Soon we were taking the bus after school to Scotts Cobble (located adjacent to Craig Wood Golf Course) for daily lessons with Laura Viscome and Tony Matt, thanks to the Youth Commission Ski program. I remember riding the bus over the bumpy dirt road into the ski center with our skis all piled in the back in the middle of the aisle, crashing and banging as we bumped along the road. I won a bunch of ribbons competing in weekly kids’ ski races at that hill. Unfortunately, my Dad seriously injured his knee skiing late in the 50s and was never able to alpine ski again. Knee surgeries were not done in those days. Sadly, I was never able to ski with him at Whiteface. 


Whiteface Mountain

Whiteface Mountain Ski Center has had a long and storied history, playing host to an extensive list of international competitions over the years, including the alpine events of the 1980 Olympic Winter Games. World Cup action in Freestyle skiing takes place in January each year, with the 2015 event being scheduled for January 29 - 31. From its humble beginnings on Marble Mountain, Wilmington and Whiteface now boast 22 miles of trails (87 trails), 314 acres of skiable terrain on three peaks, as well as the highest vertical drop (3,430 feet) east of the Rockies. The 87 trails are serviced by a gondola, 9 chairlifts and 1 conveyor lift. To supplement the annual average snowfall of 230 inches, an artificial snowmaking system now services 98% of the skiable terrain.
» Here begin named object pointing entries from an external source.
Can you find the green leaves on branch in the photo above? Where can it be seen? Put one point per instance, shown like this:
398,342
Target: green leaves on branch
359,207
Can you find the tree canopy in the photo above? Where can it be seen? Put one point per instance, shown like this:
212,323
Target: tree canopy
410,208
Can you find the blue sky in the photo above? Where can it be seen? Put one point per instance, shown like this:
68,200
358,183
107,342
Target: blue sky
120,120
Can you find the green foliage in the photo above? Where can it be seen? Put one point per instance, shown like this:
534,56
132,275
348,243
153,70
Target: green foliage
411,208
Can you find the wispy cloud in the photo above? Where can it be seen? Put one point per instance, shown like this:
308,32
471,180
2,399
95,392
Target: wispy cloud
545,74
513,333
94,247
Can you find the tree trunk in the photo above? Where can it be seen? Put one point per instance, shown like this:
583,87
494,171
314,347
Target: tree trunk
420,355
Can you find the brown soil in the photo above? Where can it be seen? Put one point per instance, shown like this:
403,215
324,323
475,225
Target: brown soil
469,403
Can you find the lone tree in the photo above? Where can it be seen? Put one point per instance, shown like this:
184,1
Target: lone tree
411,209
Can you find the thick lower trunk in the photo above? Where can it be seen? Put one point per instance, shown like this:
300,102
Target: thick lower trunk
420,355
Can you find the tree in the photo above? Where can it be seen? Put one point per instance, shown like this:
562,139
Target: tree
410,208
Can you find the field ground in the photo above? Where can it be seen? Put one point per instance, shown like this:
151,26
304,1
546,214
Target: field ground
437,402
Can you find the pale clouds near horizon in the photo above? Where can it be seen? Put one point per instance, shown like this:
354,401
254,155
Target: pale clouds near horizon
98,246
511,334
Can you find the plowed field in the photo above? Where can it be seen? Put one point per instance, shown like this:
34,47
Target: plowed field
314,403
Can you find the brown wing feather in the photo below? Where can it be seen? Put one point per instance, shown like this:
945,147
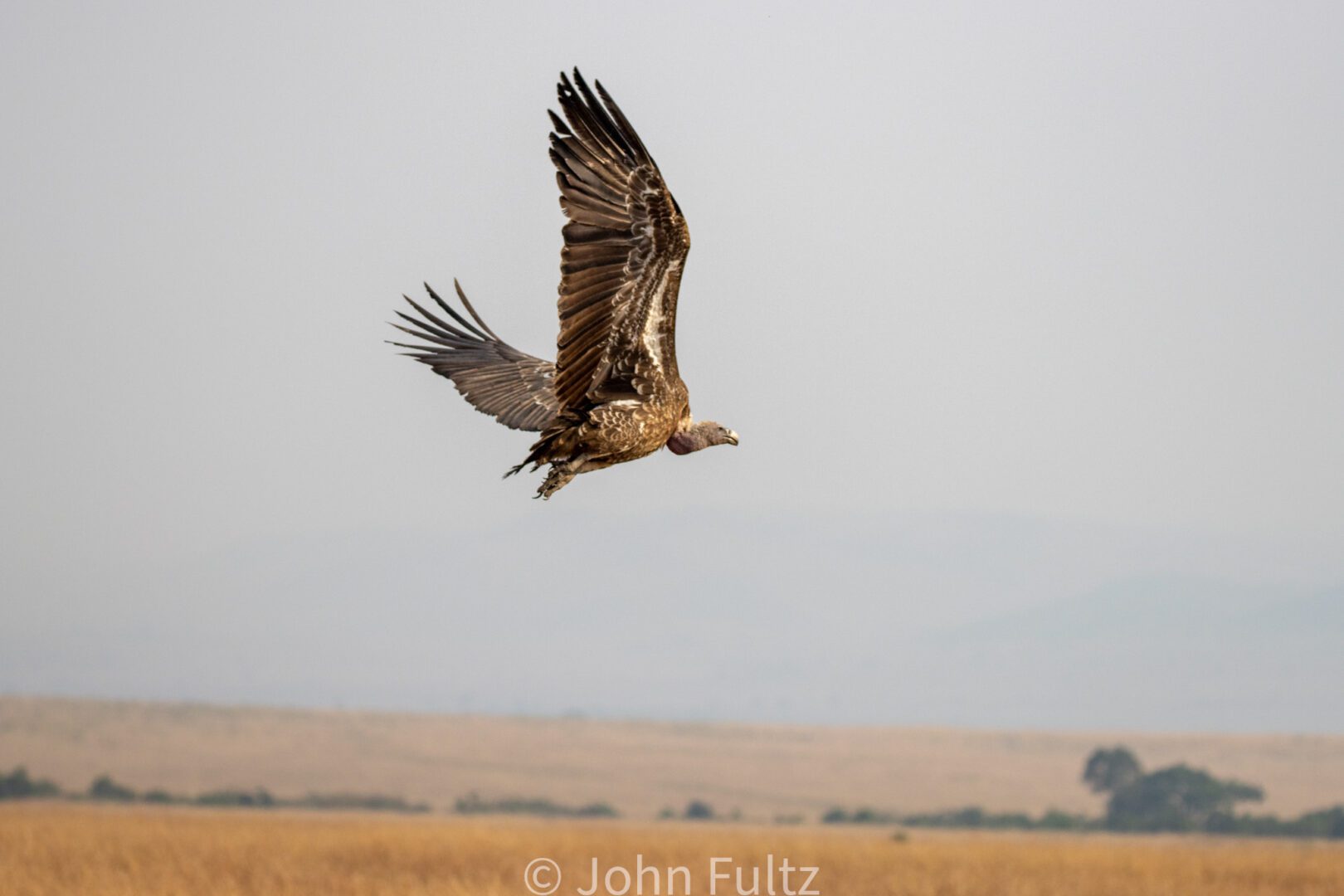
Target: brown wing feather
626,245
514,387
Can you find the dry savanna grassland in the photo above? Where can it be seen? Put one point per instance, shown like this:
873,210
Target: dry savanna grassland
56,850
639,767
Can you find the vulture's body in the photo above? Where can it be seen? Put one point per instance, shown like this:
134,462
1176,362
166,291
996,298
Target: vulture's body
613,392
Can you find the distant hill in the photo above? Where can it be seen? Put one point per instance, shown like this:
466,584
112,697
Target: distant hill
636,766
796,618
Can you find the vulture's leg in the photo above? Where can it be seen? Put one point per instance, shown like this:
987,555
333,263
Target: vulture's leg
557,479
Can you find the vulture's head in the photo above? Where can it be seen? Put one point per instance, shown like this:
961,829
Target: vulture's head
699,436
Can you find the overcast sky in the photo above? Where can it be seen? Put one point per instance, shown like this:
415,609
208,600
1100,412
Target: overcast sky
1064,269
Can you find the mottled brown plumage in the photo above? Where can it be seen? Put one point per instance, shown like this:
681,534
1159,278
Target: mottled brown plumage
615,392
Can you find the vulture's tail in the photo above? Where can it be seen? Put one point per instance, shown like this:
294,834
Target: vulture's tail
514,387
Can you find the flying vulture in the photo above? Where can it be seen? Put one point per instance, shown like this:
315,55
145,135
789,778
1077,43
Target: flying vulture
613,392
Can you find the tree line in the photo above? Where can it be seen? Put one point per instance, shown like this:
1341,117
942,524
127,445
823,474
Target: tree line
1175,798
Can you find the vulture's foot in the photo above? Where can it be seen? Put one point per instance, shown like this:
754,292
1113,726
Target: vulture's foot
557,479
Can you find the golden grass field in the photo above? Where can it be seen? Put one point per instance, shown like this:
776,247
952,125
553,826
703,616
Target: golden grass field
636,766
54,850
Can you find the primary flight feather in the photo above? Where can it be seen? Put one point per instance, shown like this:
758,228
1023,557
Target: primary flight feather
613,392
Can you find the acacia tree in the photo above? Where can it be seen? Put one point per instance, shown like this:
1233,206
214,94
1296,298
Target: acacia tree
1110,770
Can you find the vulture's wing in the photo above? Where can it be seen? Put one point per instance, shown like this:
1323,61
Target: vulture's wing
511,386
624,249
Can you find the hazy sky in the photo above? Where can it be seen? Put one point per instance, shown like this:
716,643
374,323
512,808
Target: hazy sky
1068,270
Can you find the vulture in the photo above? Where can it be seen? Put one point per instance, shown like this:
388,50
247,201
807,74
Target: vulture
613,392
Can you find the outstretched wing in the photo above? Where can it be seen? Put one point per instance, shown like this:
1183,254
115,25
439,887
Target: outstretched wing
511,386
626,245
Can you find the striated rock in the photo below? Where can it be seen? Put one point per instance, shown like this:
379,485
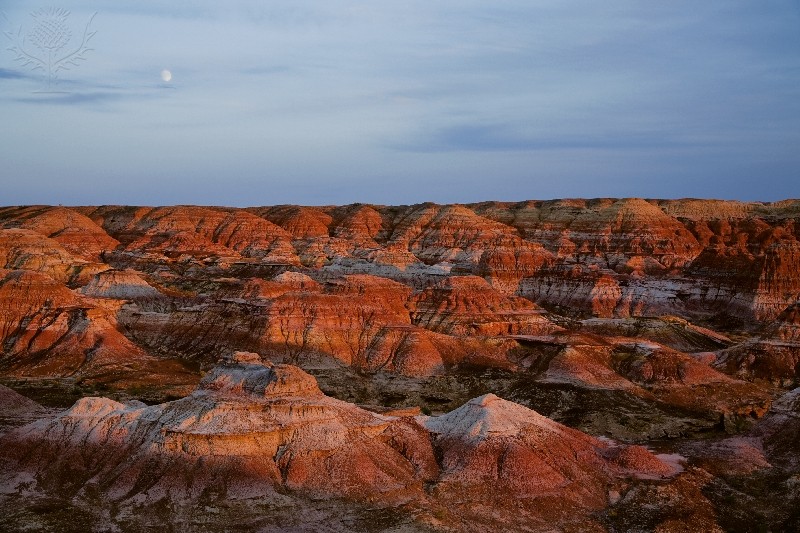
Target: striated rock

In addition, when the weather and snow depth is right, Whiteface offers over 1,250 feet of some of the most challenging terrain in the East, The Slides. Open usually only late in the season due to conditions and avalanche danger, The Slides contain natural hazards such as rocks, cliffs and waterfalls with a slope averaging around 40 degrees. 

Whiteface also offers an entire separate lodge and ski area for kids. Kids’ Campus offers its own ski school and a “magic carpet” for the little tykes who are just learning to ski. It is separated from the main slopes (but accessible for parents to ski in and ski out from the other slopes), and has its own parking lot, cafeteria and day care center. 

Celebrating its 56th continuous year of operation, it has survived the closing of most all the smaller ski areas in the vicinity - Paleface in Jay, and Scotts Cobble, Fawn Ridge and Mt. Whitney in Lake Placid. However, Saranac Lake still boasts Mt. Pisgah, and Big Tupper still operates in Tupper Lake - both great family ski areas.

Come see what it’s all about at Whiteface this winter. Put together a ski package and spend a few days close to the mountain in Wilmington. Learn to ski or hone your skills with a lesson or two or just enjoy this spectacular mountain!

And, as they say, the rest is history.